I dunno. My first wife always described her third marriage (which was NOT the one to me BTW :dubious:) as a “good marriage” that broke up amicably when they couldn’t agree on her career ambitions. But she’s also told me that before the divorce she had gained a lot of weight and was drinking heavily. I’ve always thought that what she described as a successful marriage was, in fact, a successful divorce.
But you seem to think that marriage should only be entered into if both parties envision remaining wed until one or the other is grub grub. Since you’re saying divorce nonetheless should be allowable, I assume you’re also okay with people deciding to break the commitment if circumstances change. Why, then, do you oppose people recognizing that possibility?
I disagree that “circumstances change.” Divorce just means one or both broke their commitment. They should, by all means, be legally allowed to do it, but the marriage is still a failure and it’s an insult to the institution to hedge that commitment at the outset. If they can’t promise to cmmit to the person for life, “for better or for worse,” then what they’re doing isn’t a marriage. If you take that away from the definition of marriage then nothing is left. It’s just an empty ceremony with no meaning.
I once referred to my dad’s first marriage–which ended some years before he met my mother–as having “not worked out”, and oddly enough, he corrected me: he felt like they did each other a lot of good for a time–they were young and poor and putting themselves through college and they formed a really effective team for that purpose. In the end, the post-college lives they wanted turned out to be very different, and while I don’t think the divorce was easy by any means, from the perspective of 30-odd years (many of them much more happily married to my mother), he feels that in the balance the marriage did more good than harm in his (and her) development.
There’s all sorts of measures. Success of children, for example, I would rate higher than length. In my marriage, I would say that my wife standing next to me when times were hard is as solid a measure of success as anything else.
Please work on your reading comprehension, sir. I added the qualification to assure Shodan that I was NOT trying to do a gotcha. I was not implying that he or anyone else believed that one partner could kill the other without breaking her or his vows.
Okay, I can see if, for instance, one partner were incurably ill and in agony, and the other upped her or his morphine. Can you name another?
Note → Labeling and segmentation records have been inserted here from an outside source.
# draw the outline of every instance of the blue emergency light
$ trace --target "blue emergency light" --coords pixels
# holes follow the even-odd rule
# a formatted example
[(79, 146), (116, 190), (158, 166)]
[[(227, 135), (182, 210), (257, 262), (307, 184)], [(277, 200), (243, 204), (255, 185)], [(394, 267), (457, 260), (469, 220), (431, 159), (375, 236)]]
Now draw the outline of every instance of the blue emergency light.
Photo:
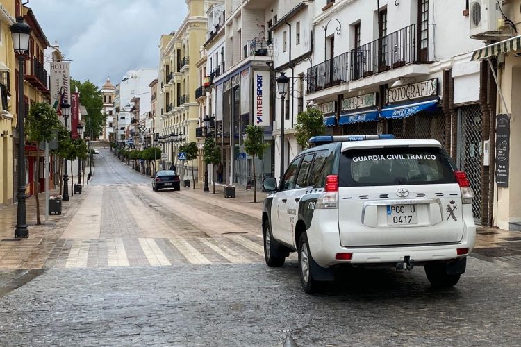
[(347, 135), (340, 136), (321, 135), (314, 136), (308, 142), (315, 145), (330, 144), (331, 142), (345, 142), (346, 141), (365, 141), (370, 139), (395, 139), (392, 134), (381, 135)]

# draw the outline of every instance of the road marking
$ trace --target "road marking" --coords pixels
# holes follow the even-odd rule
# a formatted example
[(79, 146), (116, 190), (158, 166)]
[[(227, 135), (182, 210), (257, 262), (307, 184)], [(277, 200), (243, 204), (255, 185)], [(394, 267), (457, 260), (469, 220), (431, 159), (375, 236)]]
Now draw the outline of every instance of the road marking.
[(219, 246), (215, 244), (211, 241), (206, 239), (199, 239), (199, 240), (203, 244), (206, 244), (213, 251), (217, 252), (220, 255), (226, 258), (233, 263), (250, 263), (251, 260), (246, 259), (242, 255), (238, 254), (233, 250), (229, 248), (224, 244), (220, 244)]
[(191, 244), (179, 237), (170, 237), (170, 242), (181, 252), (188, 262), (192, 264), (211, 264), (212, 262), (201, 254)]
[(143, 250), (144, 255), (151, 266), (172, 265), (154, 239), (140, 237), (138, 239), (141, 245), (141, 249)]
[(253, 241), (250, 241), (248, 239), (242, 237), (242, 236), (231, 236), (229, 237), (235, 242), (244, 246), (250, 251), (253, 251), (260, 255), (264, 255), (264, 248), (262, 246), (259, 246), (258, 244), (256, 244)]

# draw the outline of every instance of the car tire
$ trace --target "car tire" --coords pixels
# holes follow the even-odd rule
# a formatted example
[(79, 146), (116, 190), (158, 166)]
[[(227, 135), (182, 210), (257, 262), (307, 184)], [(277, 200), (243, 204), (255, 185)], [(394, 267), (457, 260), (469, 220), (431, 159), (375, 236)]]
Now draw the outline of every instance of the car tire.
[(270, 223), (266, 221), (263, 226), (263, 239), (264, 241), (264, 259), (270, 267), (281, 267), (284, 265), (286, 257), (277, 257), (276, 244), (272, 235)]
[(447, 264), (444, 263), (427, 264), (424, 267), (429, 282), (437, 288), (454, 287), (461, 276), (459, 273), (447, 273)]
[(311, 273), (311, 264), (315, 262), (309, 251), (309, 242), (308, 235), (302, 232), (299, 239), (299, 273), (300, 274), (300, 282), (302, 289), (308, 294), (312, 294), (318, 291), (319, 282), (313, 279)]

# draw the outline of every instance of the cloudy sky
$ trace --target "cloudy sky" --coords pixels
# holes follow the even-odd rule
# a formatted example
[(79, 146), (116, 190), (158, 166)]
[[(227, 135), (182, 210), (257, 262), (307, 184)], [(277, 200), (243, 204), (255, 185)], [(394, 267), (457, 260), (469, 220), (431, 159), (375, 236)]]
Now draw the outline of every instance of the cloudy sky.
[(72, 59), (71, 77), (114, 85), (127, 70), (157, 67), (159, 39), (176, 30), (185, 0), (31, 0), (49, 43)]

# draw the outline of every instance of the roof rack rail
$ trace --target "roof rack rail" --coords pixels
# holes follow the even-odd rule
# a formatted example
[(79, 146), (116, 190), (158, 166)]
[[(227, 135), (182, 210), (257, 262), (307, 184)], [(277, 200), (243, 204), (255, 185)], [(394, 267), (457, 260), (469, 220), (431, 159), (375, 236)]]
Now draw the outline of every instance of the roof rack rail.
[(330, 144), (332, 142), (345, 142), (346, 141), (365, 141), (370, 139), (395, 139), (392, 134), (381, 135), (346, 135), (340, 136), (321, 135), (314, 136), (308, 142), (315, 145)]

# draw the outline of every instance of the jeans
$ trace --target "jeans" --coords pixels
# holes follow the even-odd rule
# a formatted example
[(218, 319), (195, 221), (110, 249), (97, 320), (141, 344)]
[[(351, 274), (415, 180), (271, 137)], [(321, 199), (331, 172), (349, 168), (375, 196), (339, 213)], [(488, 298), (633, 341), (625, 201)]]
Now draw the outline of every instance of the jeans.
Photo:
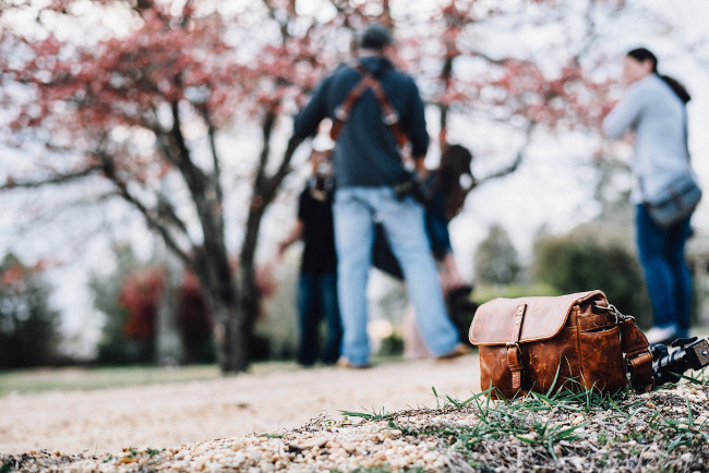
[(681, 337), (689, 330), (692, 308), (692, 274), (684, 257), (690, 219), (692, 216), (663, 229), (642, 205), (636, 208), (638, 253), (654, 326), (674, 328)]
[[(319, 356), (325, 364), (334, 364), (339, 357), (343, 326), (337, 304), (337, 277), (335, 272), (320, 275), (301, 271), (298, 280), (298, 313), (300, 341), (298, 363), (313, 365)], [(320, 350), (320, 320), (326, 324), (325, 347)]]
[(375, 218), (382, 222), (404, 271), (424, 343), (434, 356), (453, 351), (458, 331), (446, 315), (424, 230), (423, 207), (410, 196), (397, 199), (392, 187), (344, 187), (335, 192), (334, 217), (343, 355), (353, 365), (369, 362), (365, 293)]

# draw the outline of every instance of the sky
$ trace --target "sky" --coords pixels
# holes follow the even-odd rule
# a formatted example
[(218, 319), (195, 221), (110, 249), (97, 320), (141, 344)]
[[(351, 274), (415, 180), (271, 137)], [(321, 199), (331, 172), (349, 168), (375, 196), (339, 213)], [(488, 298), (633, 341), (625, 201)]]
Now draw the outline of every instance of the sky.
[[(314, 1), (315, 3), (319, 2)], [(682, 25), (682, 44), (693, 45), (706, 36), (705, 22), (709, 19), (709, 2), (683, 0), (672, 2), (672, 9), (666, 9), (668, 3), (661, 0), (642, 1), (646, 7), (662, 12), (671, 23)], [(617, 64), (608, 66), (615, 68), (618, 75), (625, 51), (642, 45), (660, 58), (661, 72), (685, 82), (693, 94), (688, 106), (689, 148), (699, 180), (705, 189), (709, 189), (709, 133), (706, 133), (706, 130), (709, 130), (709, 45), (704, 44), (697, 50), (681, 50), (677, 48), (676, 38), (658, 34), (657, 29), (648, 29), (638, 17), (628, 17), (625, 22), (599, 27), (604, 28), (608, 38), (608, 43), (599, 47), (608, 48), (617, 56)], [(540, 33), (543, 34), (548, 33)], [(504, 39), (504, 35), (501, 37)], [(502, 47), (504, 45), (501, 45)], [(429, 116), (431, 134), (434, 136), (437, 133), (433, 125), (435, 119), (434, 114)], [(452, 123), (449, 135), (453, 141), (468, 146), (480, 157), (481, 162), (485, 161), (491, 149), (504, 146), (507, 140), (504, 135), (476, 129), (474, 123), (467, 120)], [(249, 142), (248, 132), (229, 140), (233, 141), (236, 146), (254, 147), (254, 144)], [(472, 260), (476, 247), (493, 223), (504, 226), (522, 259), (529, 263), (533, 235), (542, 226), (553, 233), (562, 233), (598, 214), (598, 205), (590, 201), (593, 182), (587, 178), (586, 167), (594, 145), (584, 143), (575, 136), (548, 136), (530, 150), (528, 158), (514, 174), (485, 183), (471, 193), (464, 211), (450, 223), (453, 246), (464, 277), (473, 279)], [(11, 150), (3, 149), (0, 153), (0, 169), (10, 165), (17, 166), (21, 159), (22, 157)], [(435, 159), (433, 153), (430, 159), (432, 166), (435, 165)], [(297, 187), (296, 183), (302, 178), (302, 173), (291, 177), (291, 186)], [(245, 202), (245, 196), (242, 192), (235, 199)], [(49, 274), (50, 282), (57, 288), (52, 302), (64, 314), (64, 331), (70, 336), (80, 336), (77, 345), (89, 347), (97, 340), (103, 319), (92, 306), (91, 293), (86, 288), (87, 278), (91, 272), (108, 274), (113, 267), (110, 242), (105, 238), (95, 237), (103, 229), (101, 218), (96, 215), (96, 209), (75, 209), (60, 216), (61, 218), (57, 218), (57, 222), (52, 223), (63, 227), (62, 230), (68, 234), (48, 232), (23, 241), (24, 233), (15, 227), (15, 221), (20, 211), (33, 208), (36, 203), (36, 197), (28, 194), (1, 196), (0, 252), (16, 251), (27, 262), (32, 262), (34, 255), (50, 252), (63, 263)], [(262, 229), (265, 237), (259, 254), (262, 260), (269, 258), (277, 235), (292, 222), (293, 205), (292, 202), (280, 205), (269, 213)], [(116, 204), (110, 210), (103, 211), (110, 211), (119, 217), (119, 228), (113, 228), (112, 231), (130, 240), (139, 255), (147, 257), (156, 247), (159, 248), (159, 243), (145, 232), (142, 222), (132, 218), (132, 214), (123, 205)], [(79, 219), (91, 220), (95, 225), (79, 225)], [(694, 223), (699, 234), (709, 237), (709, 198), (700, 204)], [(628, 229), (629, 226), (628, 222)], [(76, 241), (83, 243), (76, 245)]]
I can probably think of more if I try hard. Accidents, for instance, or in some bizarro, Skald-like hypotheis where one has to kill the other to save the galaxy or something.
What’s your point?
Here’s another one – a Masada-like situation. The Romans are coming. If they get you alive, the will rape, torture and kill you both. So, at her request, you shoot her and then yourself to ave you both from a fate worse than death.
You can change Romans to zombies and that would work too.
That doesn’t mean that you should embark on your adventure thinking you won’t try.
Seriously, if you’re standing at the altar (or whatever) thinking “Well, I’ll give this a shot, I can always get divorced if it doesn’t work out”, you are not, in any meaningful emotional way, getting married. You’re getting legally married, but again… don’t expect me to buy you a Cuisinart, because it’s not a celebratory event.
Some people feel ‘as sure as they can be’ but not utterly certain when they get married. It doesnt necessarily meant they’re destined for divorce, just that they handle anxiety in a different way from others or have had more bad relationship experiences beforehand. If you have someone you were utterly certain was the one turn out to really really not be, a few butterflies the second time round is hardly unreasonable.
Also its always a crapshoot how the two of you will be together after a variety of life experiences together. There are any number of things that can happen in life that can ruin a marriage that was otherwise doing well. Brain damage is one obvious example where its a question of whether you see the ‘person’ as still being alive or not, and will divide along ideological grounds about whether the marriage is a ‘failure’ or not if the person then divorces them.